Wenn Henry Rollins von seinem Leben erzählt, hören alle gebannt zu

Hamburg. Früher war Henry Rollins der wütende Mann ohne Hals. Als Frontmann von Black Flag und der Rollins Band tobte dieser tätowierte, muskelbepackte Brocken Mensch über die Bühnen und brüllte seinen Zorn heraus. Heute hat er ein anderes Ventil für die anscheinend nie versiegende Energie gefunden, die ihn antreibt.
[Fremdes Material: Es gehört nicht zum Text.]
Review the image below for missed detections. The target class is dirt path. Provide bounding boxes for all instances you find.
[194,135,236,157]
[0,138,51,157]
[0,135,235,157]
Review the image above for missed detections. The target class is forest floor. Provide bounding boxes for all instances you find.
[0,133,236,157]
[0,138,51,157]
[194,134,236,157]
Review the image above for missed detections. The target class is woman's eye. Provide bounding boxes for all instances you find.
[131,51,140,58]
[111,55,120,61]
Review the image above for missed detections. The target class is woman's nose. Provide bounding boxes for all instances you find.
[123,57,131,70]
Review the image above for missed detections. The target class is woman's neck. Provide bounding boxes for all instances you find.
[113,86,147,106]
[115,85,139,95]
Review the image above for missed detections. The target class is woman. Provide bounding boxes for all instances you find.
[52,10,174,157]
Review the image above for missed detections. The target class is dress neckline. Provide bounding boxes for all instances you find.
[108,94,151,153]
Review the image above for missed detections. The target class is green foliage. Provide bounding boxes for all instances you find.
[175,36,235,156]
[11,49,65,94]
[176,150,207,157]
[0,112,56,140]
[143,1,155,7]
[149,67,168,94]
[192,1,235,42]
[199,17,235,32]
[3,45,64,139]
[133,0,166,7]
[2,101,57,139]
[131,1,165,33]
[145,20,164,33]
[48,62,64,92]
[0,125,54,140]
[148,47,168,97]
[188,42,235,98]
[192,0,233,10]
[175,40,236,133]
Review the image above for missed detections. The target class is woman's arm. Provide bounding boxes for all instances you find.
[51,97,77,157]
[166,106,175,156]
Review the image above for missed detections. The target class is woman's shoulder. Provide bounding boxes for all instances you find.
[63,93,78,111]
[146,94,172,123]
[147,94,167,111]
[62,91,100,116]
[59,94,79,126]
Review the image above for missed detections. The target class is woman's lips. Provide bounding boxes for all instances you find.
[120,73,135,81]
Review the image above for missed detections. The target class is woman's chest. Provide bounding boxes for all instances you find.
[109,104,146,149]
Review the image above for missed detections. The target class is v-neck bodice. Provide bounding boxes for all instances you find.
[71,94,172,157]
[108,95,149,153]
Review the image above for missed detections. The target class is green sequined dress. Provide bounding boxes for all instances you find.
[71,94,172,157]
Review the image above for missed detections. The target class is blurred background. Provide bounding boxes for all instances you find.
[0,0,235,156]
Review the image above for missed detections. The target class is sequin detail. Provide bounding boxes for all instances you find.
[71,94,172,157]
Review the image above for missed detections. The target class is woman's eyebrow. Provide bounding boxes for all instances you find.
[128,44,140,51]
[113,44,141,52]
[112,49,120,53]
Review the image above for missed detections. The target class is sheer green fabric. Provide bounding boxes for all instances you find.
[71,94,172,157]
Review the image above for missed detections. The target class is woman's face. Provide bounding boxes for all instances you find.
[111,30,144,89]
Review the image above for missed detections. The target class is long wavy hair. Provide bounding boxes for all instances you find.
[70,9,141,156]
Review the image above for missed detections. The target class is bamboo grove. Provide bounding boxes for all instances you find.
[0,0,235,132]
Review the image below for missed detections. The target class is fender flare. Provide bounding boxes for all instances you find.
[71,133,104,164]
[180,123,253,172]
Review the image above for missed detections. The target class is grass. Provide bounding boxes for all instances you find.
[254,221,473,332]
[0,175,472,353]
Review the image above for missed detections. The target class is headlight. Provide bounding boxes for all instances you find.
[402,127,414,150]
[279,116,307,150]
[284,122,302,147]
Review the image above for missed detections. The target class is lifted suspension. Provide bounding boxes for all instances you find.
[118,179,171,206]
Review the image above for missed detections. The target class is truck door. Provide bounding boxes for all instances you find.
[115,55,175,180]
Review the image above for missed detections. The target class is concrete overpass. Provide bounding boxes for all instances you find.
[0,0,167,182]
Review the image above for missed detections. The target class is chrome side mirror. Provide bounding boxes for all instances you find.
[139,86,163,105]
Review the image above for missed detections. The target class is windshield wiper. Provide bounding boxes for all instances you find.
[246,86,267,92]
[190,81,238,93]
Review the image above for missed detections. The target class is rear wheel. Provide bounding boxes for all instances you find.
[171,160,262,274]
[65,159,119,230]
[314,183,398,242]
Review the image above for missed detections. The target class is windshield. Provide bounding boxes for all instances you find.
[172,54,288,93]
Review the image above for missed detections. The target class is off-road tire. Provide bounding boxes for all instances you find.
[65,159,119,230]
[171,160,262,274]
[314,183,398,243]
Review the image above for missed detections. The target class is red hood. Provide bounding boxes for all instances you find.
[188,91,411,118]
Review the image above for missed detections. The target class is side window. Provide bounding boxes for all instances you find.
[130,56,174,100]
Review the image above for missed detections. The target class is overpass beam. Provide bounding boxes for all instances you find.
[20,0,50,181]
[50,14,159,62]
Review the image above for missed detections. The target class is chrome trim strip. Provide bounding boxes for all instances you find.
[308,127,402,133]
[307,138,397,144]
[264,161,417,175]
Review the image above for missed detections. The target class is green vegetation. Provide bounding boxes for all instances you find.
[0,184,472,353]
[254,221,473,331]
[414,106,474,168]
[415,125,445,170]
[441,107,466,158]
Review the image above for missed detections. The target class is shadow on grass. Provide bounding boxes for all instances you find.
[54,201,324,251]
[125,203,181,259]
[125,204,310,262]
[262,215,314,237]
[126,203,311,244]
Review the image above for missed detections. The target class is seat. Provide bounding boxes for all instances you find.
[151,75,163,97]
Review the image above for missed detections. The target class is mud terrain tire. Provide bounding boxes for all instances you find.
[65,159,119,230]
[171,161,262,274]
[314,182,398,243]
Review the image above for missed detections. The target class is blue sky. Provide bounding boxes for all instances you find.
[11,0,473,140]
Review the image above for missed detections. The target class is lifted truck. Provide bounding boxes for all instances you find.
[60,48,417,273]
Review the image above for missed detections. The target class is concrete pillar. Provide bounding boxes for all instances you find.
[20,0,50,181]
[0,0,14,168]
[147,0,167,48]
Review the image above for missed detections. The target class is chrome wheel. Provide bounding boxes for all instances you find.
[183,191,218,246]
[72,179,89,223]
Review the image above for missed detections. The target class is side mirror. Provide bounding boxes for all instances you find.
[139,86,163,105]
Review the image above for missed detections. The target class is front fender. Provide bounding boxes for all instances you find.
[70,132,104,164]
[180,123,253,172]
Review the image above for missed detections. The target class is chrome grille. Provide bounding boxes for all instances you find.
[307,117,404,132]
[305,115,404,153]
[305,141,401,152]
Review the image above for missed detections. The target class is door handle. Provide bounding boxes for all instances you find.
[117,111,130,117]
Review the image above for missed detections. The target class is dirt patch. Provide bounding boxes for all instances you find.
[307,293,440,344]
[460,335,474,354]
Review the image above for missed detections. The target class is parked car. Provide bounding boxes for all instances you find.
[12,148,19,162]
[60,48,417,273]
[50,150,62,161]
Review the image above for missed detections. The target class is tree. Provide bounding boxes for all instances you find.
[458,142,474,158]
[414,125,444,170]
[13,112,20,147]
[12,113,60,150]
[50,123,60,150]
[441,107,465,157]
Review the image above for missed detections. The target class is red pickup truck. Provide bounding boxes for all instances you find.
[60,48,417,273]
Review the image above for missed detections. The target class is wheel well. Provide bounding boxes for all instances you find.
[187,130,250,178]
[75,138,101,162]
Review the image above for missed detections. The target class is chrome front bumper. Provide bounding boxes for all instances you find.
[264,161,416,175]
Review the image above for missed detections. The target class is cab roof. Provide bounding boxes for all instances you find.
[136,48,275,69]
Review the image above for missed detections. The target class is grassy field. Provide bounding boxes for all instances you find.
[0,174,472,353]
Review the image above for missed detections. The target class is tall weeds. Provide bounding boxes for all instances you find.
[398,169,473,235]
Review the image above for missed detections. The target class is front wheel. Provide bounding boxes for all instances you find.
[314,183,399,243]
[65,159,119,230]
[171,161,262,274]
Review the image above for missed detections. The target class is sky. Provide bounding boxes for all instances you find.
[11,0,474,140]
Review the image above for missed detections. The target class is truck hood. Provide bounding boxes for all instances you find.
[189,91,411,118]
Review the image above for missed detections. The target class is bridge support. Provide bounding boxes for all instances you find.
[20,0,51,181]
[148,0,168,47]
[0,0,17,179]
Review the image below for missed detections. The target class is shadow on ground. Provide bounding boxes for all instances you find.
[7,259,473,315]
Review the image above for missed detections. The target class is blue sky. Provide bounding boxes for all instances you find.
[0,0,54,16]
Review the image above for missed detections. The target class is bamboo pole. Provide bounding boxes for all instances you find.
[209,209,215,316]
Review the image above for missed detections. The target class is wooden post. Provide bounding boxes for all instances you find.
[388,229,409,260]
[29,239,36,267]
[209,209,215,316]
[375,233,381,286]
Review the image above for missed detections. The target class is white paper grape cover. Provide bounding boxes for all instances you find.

In der ausverkauften Fabrik steht am Mittwoch ein Mikrofon auf der Bühne. Sonst nichts. Davor drängeln sich die Eingeweihten um die letzten Sitzplätze. Arglosere Gemüter stehen herum, als Rollins um 20 Uhr die Bühne betritt, sich das Mikrofonkabel in bewährter Sängermanier um die Hand wickelt und anfängt zu reden. Erst 165 Minuten später hört er wieder auf. Er macht keine Pause, er verhaspelt sich nicht ein einziges Mal.

Man taucht fast drei Stunden lang ein in einen Mahlstrom aus Gedanken, der Rollins' Leben, Ansichten und Erfahrungen zu einem monumentalen Ganzen verknüpft, das einen völlig erschlagen zurücklässt. Er spricht von Nacktfotos, die ihm eine 16-Jährige geschickt habe. Das Publikum lacht. Dann erklärt er, dass diese Schülerin ihn gebeten habe, sie "zu beurteilen". Sie habe wissen wollen, ob Jungs sie attraktiv finden könnten. Rollins spricht über Selbstbewusstsein, über das lange Gedächtnis des Internets, über fehlgeleitetes Vertrauen. Das Lachen stockt.

Ob er sich über die Bush-Regierung und die republikanischen Präsidentschaftskandidaten lustig macht oder eine Fahrt mit seiner Mitarbeiterin Heidi "The Demon" May zum Einkaufszentrum in seinem "urinfarbenen Subaru" in epischer Breite schildert, von Reisen nach Indien, China, Nordkorea und Kuba berichtet: Nie ist Rollins bloßer Unterhalter. Er hat eine Botschaft, die überrascht, wenn man die bebilderte Hülle des fast 51-Jährigen betrachtet: "Seid freundlich zueinander."